Open MMoshtaghi opened 4 months ago
In model_forward
, if it is inference mode, only images_clip
will be used (see https://github.com/penghao-wu/vstar/blob/4ede6647959cfb59eeabd09286adf6a5f9478da0/VisualSearch/model/VSM.py#L236)
Thanks for your quick reply! if I understood correctly, I see that you use "images_clip" in the model_forward() to pass it to the "super.forward()" for LLaVA, and use "images" to get the OwlViT image emebddings: https://github.com/penghao-wu/vstar/blob/4ede6647959cfb59eeabd09286adf6a5f9478da0/VisualSearch/model/VSM.py#L201-L219 https://github.com/penghao-wu/vstar/blob/4ede6647959cfb59eeabd09286adf6a5f9478da0/VisualSearch/model/VSM.py#L236-L250
but that's actually why I'm asking the reason for giving "images_clip" as the "images" argument to the self.generate() and to the self.model_forward() , instead of the "images_clip" itself !
Shouldn't it be this:
with torch.no_grad():
outputs = self.generate(
images=images,
images_clip=images_clip,
input_ids=input_ids,
max_new_tokens=max_new_tokens,
num_beams=1,
output_hidden_states=True,
return_dict_in_generate=True,
)
Am I missing something here?
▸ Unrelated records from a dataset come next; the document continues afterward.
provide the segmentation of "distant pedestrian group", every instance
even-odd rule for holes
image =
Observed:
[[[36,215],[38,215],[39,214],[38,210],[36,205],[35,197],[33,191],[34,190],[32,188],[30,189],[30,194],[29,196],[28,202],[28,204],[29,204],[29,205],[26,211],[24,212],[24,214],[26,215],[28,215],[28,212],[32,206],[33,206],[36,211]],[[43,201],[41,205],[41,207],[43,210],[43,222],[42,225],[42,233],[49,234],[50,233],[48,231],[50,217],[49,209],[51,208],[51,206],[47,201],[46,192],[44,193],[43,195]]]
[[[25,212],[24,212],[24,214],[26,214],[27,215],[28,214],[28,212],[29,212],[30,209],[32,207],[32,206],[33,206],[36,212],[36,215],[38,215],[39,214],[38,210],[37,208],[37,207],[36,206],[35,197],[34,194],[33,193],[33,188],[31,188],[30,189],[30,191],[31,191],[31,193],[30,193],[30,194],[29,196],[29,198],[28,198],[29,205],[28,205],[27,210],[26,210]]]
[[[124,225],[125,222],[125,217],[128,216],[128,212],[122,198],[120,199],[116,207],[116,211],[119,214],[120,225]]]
Thanks.
During the inference, the forward
function called by generate
will always go to super().forward()
because the "past_key_values"
is always provided.
I was reading your code and noticed something strange in the VSMForCausalLM class, maybe a small bug, but not sure since I haven't tested your code yet. Why does images_clip (preprocessed by CLIPProcessor) is given as images (preprocessed by OwlViTrPocessor) to the forward method ( through self.generate() ), while actually looking at the model_forward() method, it needs both of them !?